Listening to him rave about this beautiful person inspires. Carolyn beat doctor’s predictions by six years. It is easy to see why his circle is small. Before and aftershocks left him with even fewer family members to turn to.

Never ending obstacles

Earlier that year his paternal grandfather, Jimmy Bailey, 77, passed away. Pierre was close with his grandfather despite having little relationship with his father. He hasn’t spoken to his father since the funeral.

The day after Carolyn’s death, Pierre’s cousin and God-brother, Donnell Easterling, 27, died in a car accident as he rushed home from Wisconsin to be with the family. Pierre sketched the initials of Carolyn and Donnell on his purple and white Nike game sneakers.

Rashonda, and best friend and teammate Juwann James were closest to Pierre at the time. Pierre and Juwann (’09) were inseperable during their three years together. All of his teammates and coaches rallied to his side, offering support, as Pierre contemplated not playing basketball that season. Women’s basketball coach Kenny Brooks also played a key role in offering support. A former JMU player himself, Brooks had been, like Pierre, a skinny guard. The two began referring to each other as “twin” when Pierre was a freshman.

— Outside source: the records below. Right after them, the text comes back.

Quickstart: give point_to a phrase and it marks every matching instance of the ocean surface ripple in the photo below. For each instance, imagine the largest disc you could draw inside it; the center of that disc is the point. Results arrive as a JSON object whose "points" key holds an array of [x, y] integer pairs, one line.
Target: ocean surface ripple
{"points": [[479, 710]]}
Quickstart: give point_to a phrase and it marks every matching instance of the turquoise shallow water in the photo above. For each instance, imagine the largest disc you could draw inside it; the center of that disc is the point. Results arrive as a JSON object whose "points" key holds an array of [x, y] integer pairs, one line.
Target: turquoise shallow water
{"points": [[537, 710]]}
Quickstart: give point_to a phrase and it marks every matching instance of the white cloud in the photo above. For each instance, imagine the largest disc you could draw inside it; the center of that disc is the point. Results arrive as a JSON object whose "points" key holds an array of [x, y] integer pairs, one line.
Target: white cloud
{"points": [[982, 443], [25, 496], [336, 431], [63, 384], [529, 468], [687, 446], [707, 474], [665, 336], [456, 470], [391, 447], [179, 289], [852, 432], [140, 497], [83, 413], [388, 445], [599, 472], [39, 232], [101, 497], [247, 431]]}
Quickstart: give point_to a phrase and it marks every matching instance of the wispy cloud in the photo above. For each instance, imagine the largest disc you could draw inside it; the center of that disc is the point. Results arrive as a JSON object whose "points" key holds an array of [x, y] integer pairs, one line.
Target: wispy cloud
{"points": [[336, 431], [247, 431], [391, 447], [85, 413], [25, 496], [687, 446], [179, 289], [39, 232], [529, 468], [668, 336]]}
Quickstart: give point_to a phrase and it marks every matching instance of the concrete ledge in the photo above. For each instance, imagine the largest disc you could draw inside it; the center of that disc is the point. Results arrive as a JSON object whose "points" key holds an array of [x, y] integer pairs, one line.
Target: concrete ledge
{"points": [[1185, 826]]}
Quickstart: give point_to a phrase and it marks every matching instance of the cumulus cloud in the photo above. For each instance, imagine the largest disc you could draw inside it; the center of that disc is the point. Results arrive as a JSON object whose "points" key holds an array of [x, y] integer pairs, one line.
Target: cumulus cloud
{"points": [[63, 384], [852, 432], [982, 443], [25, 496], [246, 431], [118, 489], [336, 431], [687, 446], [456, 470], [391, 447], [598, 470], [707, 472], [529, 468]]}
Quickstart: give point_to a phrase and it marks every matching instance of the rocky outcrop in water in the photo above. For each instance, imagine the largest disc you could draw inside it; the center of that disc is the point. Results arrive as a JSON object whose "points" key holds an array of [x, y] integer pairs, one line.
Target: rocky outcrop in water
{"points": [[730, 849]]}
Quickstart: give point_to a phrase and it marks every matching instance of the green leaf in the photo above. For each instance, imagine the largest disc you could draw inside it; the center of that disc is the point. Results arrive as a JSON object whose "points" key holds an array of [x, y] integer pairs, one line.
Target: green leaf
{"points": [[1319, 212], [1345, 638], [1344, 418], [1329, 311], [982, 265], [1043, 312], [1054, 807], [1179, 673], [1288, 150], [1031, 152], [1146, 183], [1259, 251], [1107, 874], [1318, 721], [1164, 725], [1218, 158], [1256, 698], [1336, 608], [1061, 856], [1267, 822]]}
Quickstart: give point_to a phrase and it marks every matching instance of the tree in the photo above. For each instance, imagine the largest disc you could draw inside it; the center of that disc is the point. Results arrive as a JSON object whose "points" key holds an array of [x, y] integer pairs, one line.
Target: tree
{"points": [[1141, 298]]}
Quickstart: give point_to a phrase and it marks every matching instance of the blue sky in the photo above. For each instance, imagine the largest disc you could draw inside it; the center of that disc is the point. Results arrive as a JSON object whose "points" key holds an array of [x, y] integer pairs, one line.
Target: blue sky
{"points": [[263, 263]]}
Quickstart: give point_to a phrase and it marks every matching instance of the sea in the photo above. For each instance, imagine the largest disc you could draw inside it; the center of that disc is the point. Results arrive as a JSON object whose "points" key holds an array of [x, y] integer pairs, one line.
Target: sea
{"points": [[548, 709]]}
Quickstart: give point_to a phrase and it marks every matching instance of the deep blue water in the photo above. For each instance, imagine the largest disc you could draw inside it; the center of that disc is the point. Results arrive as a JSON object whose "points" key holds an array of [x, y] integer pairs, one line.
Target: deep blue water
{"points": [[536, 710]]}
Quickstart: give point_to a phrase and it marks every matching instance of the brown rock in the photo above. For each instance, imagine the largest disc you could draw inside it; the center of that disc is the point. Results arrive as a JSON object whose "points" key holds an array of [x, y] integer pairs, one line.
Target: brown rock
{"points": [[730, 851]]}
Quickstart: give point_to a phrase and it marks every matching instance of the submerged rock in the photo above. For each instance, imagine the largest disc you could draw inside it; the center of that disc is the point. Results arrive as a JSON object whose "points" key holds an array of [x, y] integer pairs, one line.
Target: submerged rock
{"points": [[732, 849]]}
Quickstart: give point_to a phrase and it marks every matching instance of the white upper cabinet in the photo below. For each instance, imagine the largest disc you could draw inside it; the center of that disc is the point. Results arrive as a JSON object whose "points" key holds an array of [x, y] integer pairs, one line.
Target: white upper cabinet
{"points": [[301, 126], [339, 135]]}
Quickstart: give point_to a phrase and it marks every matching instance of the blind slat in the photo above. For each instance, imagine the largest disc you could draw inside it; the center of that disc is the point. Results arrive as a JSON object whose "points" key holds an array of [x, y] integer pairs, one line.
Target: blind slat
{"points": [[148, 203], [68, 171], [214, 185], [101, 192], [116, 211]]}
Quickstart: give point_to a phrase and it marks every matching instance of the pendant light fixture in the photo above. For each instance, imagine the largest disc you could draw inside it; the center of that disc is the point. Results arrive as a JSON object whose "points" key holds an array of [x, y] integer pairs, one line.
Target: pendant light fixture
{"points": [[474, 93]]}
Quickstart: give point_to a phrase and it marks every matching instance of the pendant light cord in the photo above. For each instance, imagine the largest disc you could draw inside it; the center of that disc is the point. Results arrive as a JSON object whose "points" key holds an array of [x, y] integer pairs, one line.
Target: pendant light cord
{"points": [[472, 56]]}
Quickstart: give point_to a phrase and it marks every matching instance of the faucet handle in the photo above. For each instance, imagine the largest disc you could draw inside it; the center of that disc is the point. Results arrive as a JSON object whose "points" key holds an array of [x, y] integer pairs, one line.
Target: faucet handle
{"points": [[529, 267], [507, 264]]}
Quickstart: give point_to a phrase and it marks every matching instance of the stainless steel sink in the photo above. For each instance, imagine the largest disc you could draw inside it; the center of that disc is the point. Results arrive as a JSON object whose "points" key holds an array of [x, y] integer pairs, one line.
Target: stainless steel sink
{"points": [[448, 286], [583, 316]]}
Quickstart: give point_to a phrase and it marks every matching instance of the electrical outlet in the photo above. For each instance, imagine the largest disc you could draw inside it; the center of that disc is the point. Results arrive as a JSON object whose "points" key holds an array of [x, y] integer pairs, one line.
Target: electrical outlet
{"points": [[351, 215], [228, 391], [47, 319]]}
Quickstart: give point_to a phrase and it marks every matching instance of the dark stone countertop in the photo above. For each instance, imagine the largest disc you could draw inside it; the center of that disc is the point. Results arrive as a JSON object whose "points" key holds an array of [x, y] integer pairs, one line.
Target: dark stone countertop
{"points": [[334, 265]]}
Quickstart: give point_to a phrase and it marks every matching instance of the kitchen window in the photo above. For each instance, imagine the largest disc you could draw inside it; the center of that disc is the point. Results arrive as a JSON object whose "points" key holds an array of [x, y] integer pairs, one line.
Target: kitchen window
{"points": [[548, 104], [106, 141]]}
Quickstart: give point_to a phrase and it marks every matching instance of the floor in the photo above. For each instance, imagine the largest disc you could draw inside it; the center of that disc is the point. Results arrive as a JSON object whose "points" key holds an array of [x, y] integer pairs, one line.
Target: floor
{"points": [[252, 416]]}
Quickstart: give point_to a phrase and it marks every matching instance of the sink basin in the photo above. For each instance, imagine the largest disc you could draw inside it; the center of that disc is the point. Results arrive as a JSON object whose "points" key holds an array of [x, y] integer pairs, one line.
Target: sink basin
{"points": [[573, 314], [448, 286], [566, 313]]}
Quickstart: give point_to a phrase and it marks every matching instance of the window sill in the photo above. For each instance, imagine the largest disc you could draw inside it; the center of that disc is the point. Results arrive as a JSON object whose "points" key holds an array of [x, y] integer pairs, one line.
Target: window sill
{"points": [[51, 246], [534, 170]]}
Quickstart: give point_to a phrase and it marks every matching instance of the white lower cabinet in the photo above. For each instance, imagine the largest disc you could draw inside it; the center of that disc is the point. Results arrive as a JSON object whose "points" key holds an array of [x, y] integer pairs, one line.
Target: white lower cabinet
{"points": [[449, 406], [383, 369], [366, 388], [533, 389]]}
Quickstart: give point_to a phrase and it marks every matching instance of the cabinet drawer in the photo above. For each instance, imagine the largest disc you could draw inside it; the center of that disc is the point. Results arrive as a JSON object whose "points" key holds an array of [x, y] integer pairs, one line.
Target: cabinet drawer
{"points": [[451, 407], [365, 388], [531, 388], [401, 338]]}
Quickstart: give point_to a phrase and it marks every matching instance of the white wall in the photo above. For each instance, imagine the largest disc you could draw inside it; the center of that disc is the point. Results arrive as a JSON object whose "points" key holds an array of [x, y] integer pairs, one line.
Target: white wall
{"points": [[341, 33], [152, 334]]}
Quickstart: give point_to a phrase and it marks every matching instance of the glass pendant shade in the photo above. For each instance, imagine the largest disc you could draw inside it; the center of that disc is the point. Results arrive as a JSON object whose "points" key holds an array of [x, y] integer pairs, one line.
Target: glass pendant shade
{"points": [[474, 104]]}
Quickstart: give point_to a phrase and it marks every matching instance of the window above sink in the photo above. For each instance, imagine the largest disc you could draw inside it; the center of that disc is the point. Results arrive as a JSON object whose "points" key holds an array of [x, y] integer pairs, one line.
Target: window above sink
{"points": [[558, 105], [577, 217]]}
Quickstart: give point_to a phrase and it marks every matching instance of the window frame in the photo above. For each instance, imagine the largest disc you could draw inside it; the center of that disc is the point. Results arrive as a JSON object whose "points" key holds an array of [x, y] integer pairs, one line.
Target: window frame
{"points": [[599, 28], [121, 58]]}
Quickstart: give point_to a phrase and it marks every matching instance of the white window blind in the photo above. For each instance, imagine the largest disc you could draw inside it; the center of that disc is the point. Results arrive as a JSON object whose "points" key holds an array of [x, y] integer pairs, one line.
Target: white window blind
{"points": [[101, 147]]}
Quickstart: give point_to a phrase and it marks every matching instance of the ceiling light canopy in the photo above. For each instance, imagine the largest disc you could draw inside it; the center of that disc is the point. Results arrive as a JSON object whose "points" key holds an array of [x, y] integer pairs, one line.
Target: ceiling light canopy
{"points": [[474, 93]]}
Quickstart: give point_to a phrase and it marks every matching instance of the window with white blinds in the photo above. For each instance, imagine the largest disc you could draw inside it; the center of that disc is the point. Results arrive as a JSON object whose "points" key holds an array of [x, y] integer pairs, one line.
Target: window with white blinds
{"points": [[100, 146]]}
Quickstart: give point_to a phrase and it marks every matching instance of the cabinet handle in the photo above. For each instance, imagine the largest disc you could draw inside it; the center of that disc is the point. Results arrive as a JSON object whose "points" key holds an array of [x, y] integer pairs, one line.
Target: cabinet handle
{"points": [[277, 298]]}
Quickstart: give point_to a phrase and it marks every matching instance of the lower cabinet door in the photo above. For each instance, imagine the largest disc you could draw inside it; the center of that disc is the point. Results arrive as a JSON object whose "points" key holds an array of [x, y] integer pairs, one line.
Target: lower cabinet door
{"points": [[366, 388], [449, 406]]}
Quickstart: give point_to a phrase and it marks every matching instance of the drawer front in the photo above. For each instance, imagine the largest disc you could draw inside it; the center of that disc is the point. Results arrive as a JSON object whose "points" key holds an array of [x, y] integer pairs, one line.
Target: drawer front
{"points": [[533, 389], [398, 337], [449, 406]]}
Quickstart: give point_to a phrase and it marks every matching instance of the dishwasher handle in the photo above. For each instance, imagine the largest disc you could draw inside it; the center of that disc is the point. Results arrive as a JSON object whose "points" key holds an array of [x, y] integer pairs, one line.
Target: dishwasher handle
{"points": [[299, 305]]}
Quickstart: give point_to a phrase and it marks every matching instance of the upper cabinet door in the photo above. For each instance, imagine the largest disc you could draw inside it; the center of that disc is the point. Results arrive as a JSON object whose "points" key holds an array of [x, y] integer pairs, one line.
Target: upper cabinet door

With encouragement from Brooks and others, Pierre went on to play that season, but more members of the circle would be leaving after another disappointing campaign for the Dukes. Fourth-year coach Dean Keener resigned amid pressure, finishing 35-81 in his tenure and extending the losing ways to eight straight years. Pierre took this hard; Keener had earned his mother’s trust. She hadn’t let her son move across the country on a whim.

Carolyn was a “wonderful lady,” Keener said in 2007. “One of those people that you would say, ‘If you had a problem with her, then you had a problem.’ She always had a smile on her face.”

Yet again, Pierre was tested. Like his mom, he’s tough. He deals.